Department Publications
- Greg Ray. “A Return to Right Intention in the Just War.” Journal of Military Ethics. December 1, 2025
It has been argued that the criterion of right intention adds nothing in just war theory — that it is subsumed by other conditions on just war. Greg Ray gives an action-theoretic analysis of the criterion and uses it to examine arguments that have been offered for the strong negative claims above. He shows that none of these arguments succeed, bringing welcome clarity and understanding to our own ideas about the criterion.
- Molly Gardner, “Suffering and Meaning in the Lives of Wild Animals.” Midwest Studies in Philosophy. November 24, 2025
Molly Gardner advances some considerations that undermine the overall justification for what she calls “beneficent interventions,” or interventions aimed at reducing the suffering of wild animals. She argues that the meaning in animals' lives can offset their suffering, making their lives overall more worth living.
- Phillip H. Kieval and Cameron Buckner. “‘Captured’ by Centaur: Opaque Predictions or Process Insights?” Journal of Experimental Psychology: Animal Learning and Cognition. November 17, 2025
Binz et al. (2025) recently developed Centaur—a new large language model that is fine-tuned on a massive dataset of human behavioral data and which can be used to predict the responses of humans to behavioral experiments in psychology. In this commentary, Phillip H. Kieval and Cameron Buckner evaluate whether Centaur is merely imitating patterns in previously observed human behavior, or can play more ambitious roles in facilitating the discovery of a new explanatory theory of human behavior.

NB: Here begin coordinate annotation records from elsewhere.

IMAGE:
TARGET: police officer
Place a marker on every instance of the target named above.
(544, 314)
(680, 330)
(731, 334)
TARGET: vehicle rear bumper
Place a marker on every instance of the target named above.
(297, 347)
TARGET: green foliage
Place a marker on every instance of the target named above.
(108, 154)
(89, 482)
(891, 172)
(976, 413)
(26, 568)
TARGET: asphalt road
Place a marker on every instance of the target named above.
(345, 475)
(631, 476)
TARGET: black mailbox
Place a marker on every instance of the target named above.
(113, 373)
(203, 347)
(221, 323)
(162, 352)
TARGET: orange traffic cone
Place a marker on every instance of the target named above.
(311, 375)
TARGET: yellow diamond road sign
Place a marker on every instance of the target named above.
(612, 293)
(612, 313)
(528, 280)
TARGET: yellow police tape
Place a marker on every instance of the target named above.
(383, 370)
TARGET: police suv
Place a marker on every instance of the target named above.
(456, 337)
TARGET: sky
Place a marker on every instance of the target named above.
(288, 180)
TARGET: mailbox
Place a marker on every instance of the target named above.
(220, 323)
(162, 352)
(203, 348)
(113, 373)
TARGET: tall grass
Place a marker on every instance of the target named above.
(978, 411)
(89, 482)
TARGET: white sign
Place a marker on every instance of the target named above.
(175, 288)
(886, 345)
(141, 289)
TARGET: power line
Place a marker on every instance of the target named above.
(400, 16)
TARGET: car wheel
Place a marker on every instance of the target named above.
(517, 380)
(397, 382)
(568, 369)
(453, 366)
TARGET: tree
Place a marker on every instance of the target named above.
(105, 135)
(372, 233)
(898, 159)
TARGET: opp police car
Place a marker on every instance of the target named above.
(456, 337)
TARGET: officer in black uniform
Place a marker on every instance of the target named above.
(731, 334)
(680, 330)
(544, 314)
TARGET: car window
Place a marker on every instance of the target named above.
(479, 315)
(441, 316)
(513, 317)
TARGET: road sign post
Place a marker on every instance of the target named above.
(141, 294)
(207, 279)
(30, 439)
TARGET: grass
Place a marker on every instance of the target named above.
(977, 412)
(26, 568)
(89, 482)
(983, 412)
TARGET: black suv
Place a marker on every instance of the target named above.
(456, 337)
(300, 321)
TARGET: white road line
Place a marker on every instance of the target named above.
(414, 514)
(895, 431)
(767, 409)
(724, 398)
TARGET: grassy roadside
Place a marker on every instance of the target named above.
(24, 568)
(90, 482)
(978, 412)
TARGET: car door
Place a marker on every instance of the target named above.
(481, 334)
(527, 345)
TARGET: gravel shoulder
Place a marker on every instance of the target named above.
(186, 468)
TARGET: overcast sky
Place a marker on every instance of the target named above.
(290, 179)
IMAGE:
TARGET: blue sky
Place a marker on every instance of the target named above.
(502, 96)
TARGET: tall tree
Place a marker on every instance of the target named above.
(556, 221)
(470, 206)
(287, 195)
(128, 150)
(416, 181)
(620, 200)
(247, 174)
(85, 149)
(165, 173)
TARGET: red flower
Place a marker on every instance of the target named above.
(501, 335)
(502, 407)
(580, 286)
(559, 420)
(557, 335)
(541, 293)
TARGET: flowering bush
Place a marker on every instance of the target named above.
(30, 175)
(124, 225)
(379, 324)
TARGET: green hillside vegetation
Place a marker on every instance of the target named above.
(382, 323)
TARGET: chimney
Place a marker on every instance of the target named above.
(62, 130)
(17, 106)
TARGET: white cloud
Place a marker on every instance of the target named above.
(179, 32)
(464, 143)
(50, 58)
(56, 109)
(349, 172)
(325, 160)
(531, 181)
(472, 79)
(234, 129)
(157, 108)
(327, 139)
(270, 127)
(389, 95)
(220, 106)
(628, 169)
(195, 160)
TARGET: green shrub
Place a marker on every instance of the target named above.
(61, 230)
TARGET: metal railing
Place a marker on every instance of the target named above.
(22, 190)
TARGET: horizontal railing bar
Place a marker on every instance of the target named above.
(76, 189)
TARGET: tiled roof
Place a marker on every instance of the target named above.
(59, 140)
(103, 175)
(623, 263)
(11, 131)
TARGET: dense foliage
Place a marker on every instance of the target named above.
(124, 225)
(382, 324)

- Jan Maximilian Robitzsch. “Zeno of Sidon and the Status of Women in Epicureanism.” Classical Quarterly. November 10, 2025
Jan Maximilian Robitzsch argues that the later Zeno of Sidon, in contrast to early Epicurean authors, was much more dismissive of women.
- Jeanine Grenberg and Matthew Vinton. “Kant on Humanity.” In Oxford Handbook of Kant (ed. Gomes and Stephenson). November 3, 2025
Kant’s second formulation of the Categorical Imperative appeals to the humanity in our persons as an unconditional end-in-itself that may never be used merely as a means. Jeanine Grenberg and Matthew Vinton argue for a teleological reading of "humanity" as the capacity for morality, broadly conceived as autonomous self-legislation of categorical moral demands, extending to both the choice of maxims and the setting of obligatory ends.
- Gene Witmer. “Review of Ross P. Cameron, Chains of Being: Infinite Regress, Circularity, and Metaphysical Explanation.” Australasian Journal of Philosophy. October 27, 2025
Ross Cameron’s book Chains of Being argues against some widely held theses about metaphysical grounding, including the popular foundationalist claim that anything grounded in something else is ultimately grounded in something fundamental. Gene Witmer provides an overview of the main arguments in the book and some doubts about the central argument against this foundationalist claim.
- Charles Goldhaber. “Kant’s Offer to the Skeptical Empiricisit.” Journal of the History of Philosophy. October 20, 2025
Chuck Goldhaber argues that Kant's transcendental deduction offers an alternative to skeptical empiricism, rather than a refutation of it. According to Goldhaber, this alternative can appeal to skeptical empiricists in virtue of their dissatisfaction with their own position.
- Jan Maximilian Robitzsch. “Why Epicurean Happiness Is Not for Everyone.” British Journal for the History of Philosophy. October 13, 2025
Jan Maximilian Robitzsch argues against the common consensus that not everyone can achieve happiness on the Epicurean view.
- Raphaël Millière and Cameron Buckner, “Interventionist Methods for Interpreting Deep Neural Networks.” In Neurocognitive Foundations of Mind (ed. Piccinini). October 6, 2025
Raphaël Millière and Cameron Buckner argue that interventionist methods of causal explanation from philosophy of science offer a promising avenue for understanding how deep neural networks process information. They review key new interventionist methods and illustrate their application through practical case studies of recent artificial intelligence systems.
- Chris Dorst, “Productive Laws in Relativistic Spacetimes.” Philosophers’ Imprint. September 29, 2025
A prominent and intuitive idea about the nature of laws of nature is that they produce the future. In this paper, Chris Dorst considers whether that idea can be made to fit with the physics of relativity, and reaches a negative verdict.